Beethoven on Hyperion

2006-09-30 / Ottawa Citizen / Richard Todd

The Beauty of Beethoven

Beethoven: Piano Sonatas 4, 7, and 23
Angela Hewitt, piano
(Hyperion)

If recording the complete keyboard works of Johann Sebastian Bach is the most daunting project a pianist can undertake, surely the complete Beethoven sonatas can’t be far behind. Ottawa-born pianist Angela Hewitt established much of her reputation by recording the former, probably better than anyone else has ever done it. There’s nothing in the packaging or labelling of this, her first Beethoven CD, that promises recordings of all the sonatas, but don’t be too surprised if that’s what we eventually get.

The three here are so good that Hewitt’s countless fans are unlikely to sit still for anything less than a complete cycle. What’s more, the virtues of her interpretations are exactly those that music lovers have come to rely
upon: Without taking significant liberties with the music as written, she still infuses it with an inner light of understanding that is unique to her.

Of the three sonatas on this disc, the Appassionata is by far the most familiar. It was Beethoven’s personal favourite of his sonatas until he wrote the Hammerklavier 13 years later. With the possible exception of the Moonlight it is his most popular sonata with today’s public.

As Hewitt explains in her fascinating program notes, the Appassionata was written shortly after the Eroica Symphony at the height of what posterity would call his heroic period. Furthermore, he had recently been given a state-of-the-art piano with compass of five and a half octaves and the extended range gave the composer the opportunity to write grander, more expansive music for the instrument than he had earlier. (Today’s piano has a compass of more than seven octaves. One wonders what Beethoven would have made of it.) Although virtually any listener will hear the many beauties of Hewitt’s Appassionata, those intimately familiar with the sonata may have to listen more than once to parts of it to understand why she plays certain passages quite the way she does. This listener had to hear the coda of the first movement four times before quite getting her patterns of emphasis in the rapid-fire chords of the final measures. It was well worth the effort.

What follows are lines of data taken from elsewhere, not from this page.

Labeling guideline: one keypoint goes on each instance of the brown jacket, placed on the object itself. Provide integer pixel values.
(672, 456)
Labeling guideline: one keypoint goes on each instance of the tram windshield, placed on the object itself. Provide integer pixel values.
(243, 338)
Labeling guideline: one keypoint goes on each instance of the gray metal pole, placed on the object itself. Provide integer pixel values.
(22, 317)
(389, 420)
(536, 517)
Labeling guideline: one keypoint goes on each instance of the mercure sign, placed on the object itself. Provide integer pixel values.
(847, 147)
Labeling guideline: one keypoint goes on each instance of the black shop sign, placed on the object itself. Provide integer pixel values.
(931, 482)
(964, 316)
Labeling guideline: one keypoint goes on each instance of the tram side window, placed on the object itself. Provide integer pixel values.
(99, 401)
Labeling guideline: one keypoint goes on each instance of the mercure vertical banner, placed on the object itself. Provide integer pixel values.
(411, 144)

The program notes describe the Sonata in D, op. 10, no. 3 as the first masterpiece in Beethoven’s cycle of sonatas. Whether or not one agrees with the first” element of this assessment, Hewitt’s rendition leaves no doubt that it is indeed a masterpiece. Listen especially to the aching beauty of the second movement and its cumulative emotional power. And hear the singing beauty she creates with her Fazioli piano.

The other movements are hardly less impressive. The fourth, for example, is a wonder of tight logic and a seemingly paradoxical lightness of touch, its trills, runs and sequential figures presented in serene perfection.

The Sonata in E-flat, op. 7, while a less evolved work, is unmistakably Beethoven in technique and feeling. The lucidity and power of Hewitt’s playing make as strong a case for the piece as you’re likely ever to hear.
She brings to the slow movement a kind of temperate solemnity that anticipates some of the qualities of the Hammerklavier. And once again she uses the superb sound of her instrument to create music of the greatest beauty.”